Budget 2019: Modi Turns To RBI For Fixing Fiscal Math After Populist Budget
The Narendra Modi government will depend on large dividend transfers by the Reserve Bank of India to balance its budget deficit after announcing a spate of populist measures ahead of the upcoming general election.
The government estimates getting Rs 82,911 crore through dividend from banks, financial institutions and the RBI in 2019-20, according to the budget document. Even in the ongoing fiscal, it estimates getting Rs 74,140 crore, much higher than the budget estimate of Rs 54,817 crore.
Economic Affairs Secretary Subash Chandra Garg said after the finance minister presented the budget that the government expects Rs 28,000 crore more from the central bank as interim dividend. The RBI had paid Rs 40,000 dividend in August last year.

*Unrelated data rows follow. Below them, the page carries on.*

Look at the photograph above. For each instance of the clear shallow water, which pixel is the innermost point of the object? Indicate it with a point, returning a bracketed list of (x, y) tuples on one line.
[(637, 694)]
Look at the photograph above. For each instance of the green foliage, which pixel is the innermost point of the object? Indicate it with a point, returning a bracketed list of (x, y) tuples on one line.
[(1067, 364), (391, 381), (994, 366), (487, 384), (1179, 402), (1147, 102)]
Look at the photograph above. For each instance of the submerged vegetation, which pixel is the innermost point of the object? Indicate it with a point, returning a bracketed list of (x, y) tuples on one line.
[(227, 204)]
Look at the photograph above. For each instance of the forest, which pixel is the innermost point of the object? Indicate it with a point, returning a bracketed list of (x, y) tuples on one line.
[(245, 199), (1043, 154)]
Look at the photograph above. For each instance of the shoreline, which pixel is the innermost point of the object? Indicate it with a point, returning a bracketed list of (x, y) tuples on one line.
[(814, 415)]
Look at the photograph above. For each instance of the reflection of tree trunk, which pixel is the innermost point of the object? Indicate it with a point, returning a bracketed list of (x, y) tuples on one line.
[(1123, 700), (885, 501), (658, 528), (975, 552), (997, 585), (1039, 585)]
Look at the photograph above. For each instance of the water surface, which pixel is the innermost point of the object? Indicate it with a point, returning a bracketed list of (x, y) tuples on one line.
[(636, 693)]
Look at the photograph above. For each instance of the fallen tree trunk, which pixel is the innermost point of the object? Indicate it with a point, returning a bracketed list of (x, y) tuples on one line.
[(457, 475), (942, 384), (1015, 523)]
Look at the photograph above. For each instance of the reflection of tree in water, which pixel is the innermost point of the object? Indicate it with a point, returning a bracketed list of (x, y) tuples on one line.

The additional demand comes as the revenue from the goods and services tax, for most part of the year, has lagged the Rs 1 lakh crore monthly target. Moreover, the government’s planned stake sales in state-run firms are still short of the target even though Finance Minister Piyush Goyal remains confident of exceeding the Rs 80,000-crore estimate. That leaves the government counting on the RBI to make up for the shortfall as it missed the fiscal deficit target for the second straight year.
The government typically uses dividends from state-run firms, financial institutions and the RBI to fund its additional expenditure. It has pegged such dividends at Rs 1.36 lakh crore in 2019-20. That’s a 14 percent rise from an already elevated dividend collection of Rs 1.19 lakh crore in 2018-19.
Balance sheets of most state-run banks remain stretched as they reported losses or marginal profits. Which means they may not be able to dole out large payouts even next year unless their financials improve significantly. That suggests the bulk of the expected Rs 82,911 crore in 2019-20 will come from the RBI.
The RBI keeps a portion of its profit in a contingency fund and transfers most of it to the government every year, which is then counted as fiscal revenue. Typically, the RBI makes those dividend payments after it closes its books of accounts in June. But it paid an interim dividend of Rs 10,000 crore in January last year.
The government is also said to have sought surplus reserves from the central bank, one of the flashpoints that brought its differences with the central bank out in the open last year before Urjit Patel quit as the central bank governor citing personal reasons. That had led to debate about the central bank’s independence, and a panel was appointed to look into the matter.